Solomon Dedicates the Temple -- James Tissot (1902)
With unusual literary skill, the fourth Evangelist weaves the teachings of Jesus with their essential Jewish background, and his subsequent Crucifixion and Resurrection, into a remarkably unified narrative. This narrative has provided Christians over two millennia with an indispensable source of insight into, and reflection upon, the central practice of their faith.

In the 'Continuous' Old Testament reading, the story moves from David to Solomon, the most distinguished successor in this royal 'line'. The alternative 'Thematic' readings gesture towards an important connection with the Gospel. The brief references to bread and wine that occur in the short passages from Proverbs and Ephesians alert us to the fact that the Eucharist is not simply a distinctive religious ritual. It is intimately connected with living life wisely.

Tuesday, August 4, 2015

PENTECOST XI 2015

Jesus said, “I am the bread of life”. Taken in isolation, and stripped of its familiarity, this seems an exceptionally strange utterance. What can it mean? The Gospel for this Sunday selects a few verses out of a longer passage which really needs to be read as a whole, since it provides the context within which this strange claim is to be understood. Earlier in the chapter, Jesus chastises the people who have been pursuing him. This is the same crowd of “five thousand” that was miraculously fed from a few loaves and fishes. Jesus rebukes them because they had seen this, not as a spiritual sign, but as a marvelous source of free food.

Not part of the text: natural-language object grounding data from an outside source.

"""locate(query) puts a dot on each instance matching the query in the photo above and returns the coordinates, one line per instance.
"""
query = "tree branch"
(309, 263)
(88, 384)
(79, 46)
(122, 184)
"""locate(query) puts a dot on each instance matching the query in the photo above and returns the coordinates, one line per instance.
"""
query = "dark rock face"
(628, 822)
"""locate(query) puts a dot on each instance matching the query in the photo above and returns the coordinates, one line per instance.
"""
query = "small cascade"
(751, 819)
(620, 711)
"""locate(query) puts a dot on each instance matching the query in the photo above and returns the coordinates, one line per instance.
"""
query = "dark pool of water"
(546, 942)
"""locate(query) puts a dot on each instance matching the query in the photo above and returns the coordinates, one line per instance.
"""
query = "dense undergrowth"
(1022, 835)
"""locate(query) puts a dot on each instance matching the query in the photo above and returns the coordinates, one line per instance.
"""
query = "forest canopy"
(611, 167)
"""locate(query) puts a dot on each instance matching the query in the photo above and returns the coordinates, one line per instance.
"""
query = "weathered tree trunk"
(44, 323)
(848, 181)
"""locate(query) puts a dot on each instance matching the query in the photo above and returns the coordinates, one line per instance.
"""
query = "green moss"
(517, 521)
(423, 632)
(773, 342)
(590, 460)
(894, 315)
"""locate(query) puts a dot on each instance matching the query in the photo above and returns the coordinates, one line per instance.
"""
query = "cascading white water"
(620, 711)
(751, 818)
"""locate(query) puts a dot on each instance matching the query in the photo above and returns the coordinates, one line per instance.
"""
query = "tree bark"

It is against this background that he makes his assertion, and goes on to contrast the “bread” he has to offer, not just with the free bread the crowd was seeking, but with the manna that saved the Israelites from starvation in the wilderness. The key difference, we might say, is between the means to sustain life, and the source of life itself. It is a deep spiritual error to mistake the bread our bodies need with the “bread” that “endures to eternal life”.

This is a mistake that can be made with the best of intentions. The reference to Jesus as the bread of life is sometimes invoked in connection with Christian action for the alleviation of poverty and destitution -- as it is with the inclusion of Mjassojedow's picture of 'The Bread Line' in the Vanderbilt Library page for this week of the Lectionary (above). This is an indisputably worthy cause. Yet, the spiritual life that Jesus offers is needed by, and available to the poor no less than the prosperous. Wealth is no guarantee of salvation, everyone agrees. But conversely, being on the breadline is no insurmountable obstacle to it. Everyone needs to remember the Mosaic injunction with which Jesus repels the devil – “Man does not live by bread alone”.

John’s Gospel takes the thought further. There is a quite different kind of bread for which we ought to hunger, and it is to be found supremely, and uniquely, in Christ Jesus. Prosperity matters, but not as much as 'the riches of his grace'.